Meanwhile, the bullpen, which has been a nightmare recently, almost kept Torre up again when Kenley Jansen opened the eighth by giving up a walk and a single to the first two batters he faced. But Sherrill came on to restore order, working an inning for his fourth consecutive scoreless appearance, before Broxton, who lost his closer’s job on the team’s recent road trip, pitched a 1-2-3 ninth.
‘It’s just one more step in the right direction,’ said Broxton, who has gone 1-4 with three blown saves and a 9.00 ERA since the All-Star Game, where he earned a save in the National League’s victory. ‘I’ve just got to keep going out there and getting outs. It’s going back to normal.’
Torre and Kershaw agreed.
‘He looked smoother to me. He just seemed like a little more of what we are used to seeing from him tonight,’ said the manager.

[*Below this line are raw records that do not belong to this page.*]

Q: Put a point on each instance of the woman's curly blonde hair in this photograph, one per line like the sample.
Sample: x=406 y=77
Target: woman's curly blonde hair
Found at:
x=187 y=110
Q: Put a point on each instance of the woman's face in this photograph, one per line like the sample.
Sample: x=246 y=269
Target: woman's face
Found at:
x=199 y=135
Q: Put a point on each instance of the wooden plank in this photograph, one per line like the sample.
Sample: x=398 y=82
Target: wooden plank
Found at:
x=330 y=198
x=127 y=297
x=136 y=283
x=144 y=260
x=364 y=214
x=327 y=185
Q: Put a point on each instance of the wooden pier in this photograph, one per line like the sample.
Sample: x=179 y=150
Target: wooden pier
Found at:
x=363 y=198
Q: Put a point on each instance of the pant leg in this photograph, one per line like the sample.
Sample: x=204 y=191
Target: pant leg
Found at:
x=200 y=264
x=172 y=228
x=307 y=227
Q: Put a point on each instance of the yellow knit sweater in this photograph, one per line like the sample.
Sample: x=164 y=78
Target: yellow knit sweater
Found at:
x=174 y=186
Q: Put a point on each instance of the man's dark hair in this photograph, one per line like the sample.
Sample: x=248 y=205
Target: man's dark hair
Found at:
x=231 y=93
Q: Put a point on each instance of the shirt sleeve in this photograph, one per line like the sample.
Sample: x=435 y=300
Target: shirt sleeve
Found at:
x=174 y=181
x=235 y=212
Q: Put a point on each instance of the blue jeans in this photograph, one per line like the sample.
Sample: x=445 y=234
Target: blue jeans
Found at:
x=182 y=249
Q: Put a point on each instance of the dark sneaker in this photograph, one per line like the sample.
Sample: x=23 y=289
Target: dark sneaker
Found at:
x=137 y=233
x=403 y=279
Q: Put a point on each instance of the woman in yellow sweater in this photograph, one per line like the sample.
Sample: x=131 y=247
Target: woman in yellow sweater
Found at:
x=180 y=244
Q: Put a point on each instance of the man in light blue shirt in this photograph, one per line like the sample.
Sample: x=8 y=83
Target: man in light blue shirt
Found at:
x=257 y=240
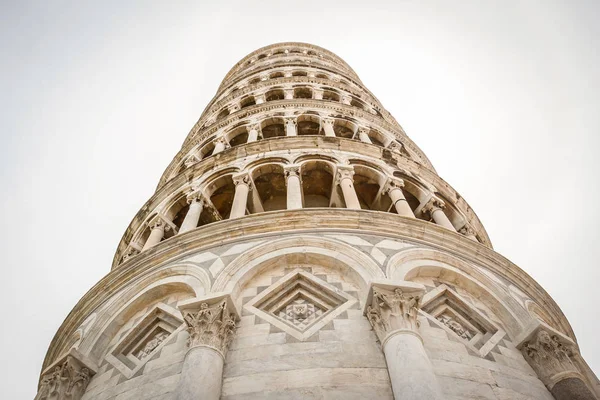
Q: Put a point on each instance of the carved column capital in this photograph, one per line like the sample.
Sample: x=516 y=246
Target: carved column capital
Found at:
x=432 y=205
x=290 y=120
x=328 y=121
x=191 y=160
x=195 y=197
x=467 y=230
x=346 y=99
x=550 y=356
x=395 y=146
x=130 y=252
x=158 y=222
x=393 y=308
x=344 y=172
x=392 y=184
x=291 y=170
x=254 y=126
x=210 y=321
x=221 y=140
x=65 y=379
x=242 y=178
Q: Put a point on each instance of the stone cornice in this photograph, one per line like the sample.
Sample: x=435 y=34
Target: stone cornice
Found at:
x=285 y=105
x=301 y=221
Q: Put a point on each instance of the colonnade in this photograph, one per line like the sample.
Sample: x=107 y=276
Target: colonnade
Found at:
x=290 y=123
x=432 y=208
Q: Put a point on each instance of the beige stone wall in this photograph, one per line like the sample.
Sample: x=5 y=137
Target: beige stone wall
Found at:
x=156 y=380
x=342 y=360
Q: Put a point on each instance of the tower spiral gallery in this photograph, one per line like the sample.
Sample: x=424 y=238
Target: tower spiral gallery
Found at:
x=300 y=245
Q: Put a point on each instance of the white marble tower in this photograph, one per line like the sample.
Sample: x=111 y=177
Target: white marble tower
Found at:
x=300 y=245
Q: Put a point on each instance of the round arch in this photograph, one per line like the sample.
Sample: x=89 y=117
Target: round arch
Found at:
x=412 y=263
x=121 y=306
x=296 y=250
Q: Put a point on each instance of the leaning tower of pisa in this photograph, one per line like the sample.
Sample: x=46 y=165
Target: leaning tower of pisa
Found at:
x=300 y=245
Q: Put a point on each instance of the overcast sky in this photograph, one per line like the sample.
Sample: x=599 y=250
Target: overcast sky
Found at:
x=97 y=98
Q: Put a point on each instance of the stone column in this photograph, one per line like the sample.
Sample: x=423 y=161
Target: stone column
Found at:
x=392 y=309
x=344 y=177
x=220 y=145
x=193 y=215
x=157 y=231
x=259 y=98
x=469 y=232
x=290 y=126
x=434 y=207
x=243 y=185
x=550 y=355
x=395 y=146
x=253 y=132
x=393 y=188
x=211 y=325
x=191 y=160
x=130 y=252
x=328 y=126
x=294 y=188
x=363 y=135
x=66 y=379
x=234 y=108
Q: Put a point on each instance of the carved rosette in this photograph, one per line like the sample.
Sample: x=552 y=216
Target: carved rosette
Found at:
x=549 y=357
x=67 y=380
x=393 y=310
x=212 y=326
x=291 y=170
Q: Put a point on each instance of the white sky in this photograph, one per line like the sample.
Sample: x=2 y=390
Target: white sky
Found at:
x=97 y=98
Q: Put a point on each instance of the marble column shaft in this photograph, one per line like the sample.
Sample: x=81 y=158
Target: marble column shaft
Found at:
x=240 y=199
x=294 y=187
x=394 y=190
x=344 y=179
x=193 y=215
x=392 y=309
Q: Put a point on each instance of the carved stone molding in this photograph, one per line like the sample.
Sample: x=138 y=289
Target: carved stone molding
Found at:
x=291 y=170
x=66 y=379
x=393 y=307
x=344 y=172
x=210 y=321
x=549 y=356
x=393 y=184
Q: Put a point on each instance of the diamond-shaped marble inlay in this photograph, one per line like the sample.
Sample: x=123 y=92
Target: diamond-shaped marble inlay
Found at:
x=300 y=304
x=301 y=313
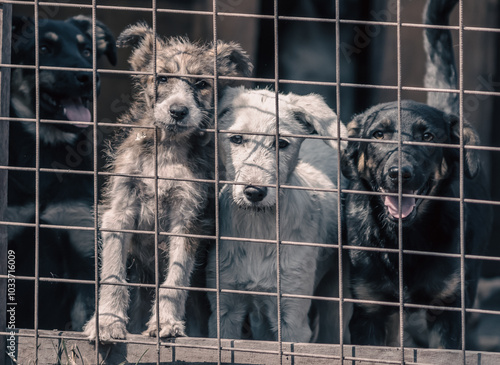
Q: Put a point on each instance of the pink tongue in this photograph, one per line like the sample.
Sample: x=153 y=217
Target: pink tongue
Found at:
x=75 y=111
x=407 y=205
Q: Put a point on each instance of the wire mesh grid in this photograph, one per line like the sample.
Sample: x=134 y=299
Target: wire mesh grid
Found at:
x=278 y=352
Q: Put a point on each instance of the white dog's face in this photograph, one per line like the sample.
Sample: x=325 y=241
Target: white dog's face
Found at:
x=248 y=149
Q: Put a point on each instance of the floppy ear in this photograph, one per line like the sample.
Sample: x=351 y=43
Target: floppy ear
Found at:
x=23 y=29
x=472 y=164
x=141 y=38
x=105 y=42
x=351 y=160
x=317 y=117
x=232 y=60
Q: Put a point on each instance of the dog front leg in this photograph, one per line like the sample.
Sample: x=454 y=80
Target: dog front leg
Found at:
x=113 y=299
x=367 y=327
x=172 y=302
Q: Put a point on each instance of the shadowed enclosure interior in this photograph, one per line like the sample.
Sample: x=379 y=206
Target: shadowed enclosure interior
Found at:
x=355 y=54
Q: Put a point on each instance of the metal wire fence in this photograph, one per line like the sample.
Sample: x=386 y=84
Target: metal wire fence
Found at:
x=214 y=14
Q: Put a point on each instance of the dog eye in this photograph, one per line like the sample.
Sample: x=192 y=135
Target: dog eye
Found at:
x=87 y=53
x=44 y=49
x=202 y=84
x=427 y=137
x=236 y=139
x=162 y=79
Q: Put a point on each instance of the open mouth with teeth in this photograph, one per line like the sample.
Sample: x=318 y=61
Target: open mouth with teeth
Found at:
x=67 y=108
x=409 y=204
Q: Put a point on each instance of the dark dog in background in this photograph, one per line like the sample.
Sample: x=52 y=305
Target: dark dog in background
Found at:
x=63 y=198
x=401 y=180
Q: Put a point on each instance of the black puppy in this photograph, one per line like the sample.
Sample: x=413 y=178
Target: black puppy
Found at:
x=64 y=198
x=420 y=169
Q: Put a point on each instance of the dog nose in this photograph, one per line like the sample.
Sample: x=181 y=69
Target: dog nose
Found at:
x=255 y=193
x=178 y=112
x=406 y=173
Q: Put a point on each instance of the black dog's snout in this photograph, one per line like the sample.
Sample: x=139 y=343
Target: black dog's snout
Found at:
x=178 y=112
x=406 y=173
x=84 y=78
x=255 y=193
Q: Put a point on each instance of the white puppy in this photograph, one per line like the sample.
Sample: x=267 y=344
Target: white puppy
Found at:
x=248 y=210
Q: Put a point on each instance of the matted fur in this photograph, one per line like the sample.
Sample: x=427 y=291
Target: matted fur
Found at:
x=428 y=225
x=305 y=216
x=180 y=107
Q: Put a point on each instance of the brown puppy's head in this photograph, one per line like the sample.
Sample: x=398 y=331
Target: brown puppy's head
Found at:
x=180 y=99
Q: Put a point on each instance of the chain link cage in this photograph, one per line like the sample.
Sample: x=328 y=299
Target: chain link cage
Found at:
x=354 y=54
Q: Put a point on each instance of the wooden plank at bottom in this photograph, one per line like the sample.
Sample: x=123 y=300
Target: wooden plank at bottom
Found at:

Added Kershaw: ‘He looked like we all expect him to look. Fastball was right there. And everything looked great tonight. That’s going to be huge for us.’
As would more starts like the one Kershaw turned in. The left-hander scattered five hits and struck out six in seven scoreless innings, running his record against the Rockies to 3-0 with 0.92 ERA this season. He hasn’t allowed a run to Colorado in his last 29 innings at home, a streak that dates to June 2008.
All of which sparked a boffo review from Torre as well. Although the manager kept his thumbs to himself, he clearly enjoyed what he saw.
‘We continued to be tested,’ he said. ‘They aren’t going to quit; they are going to keep going. Certainly our goal is to make the playoffs, but more important than anything else for me is that they are going to go out there and play the game.’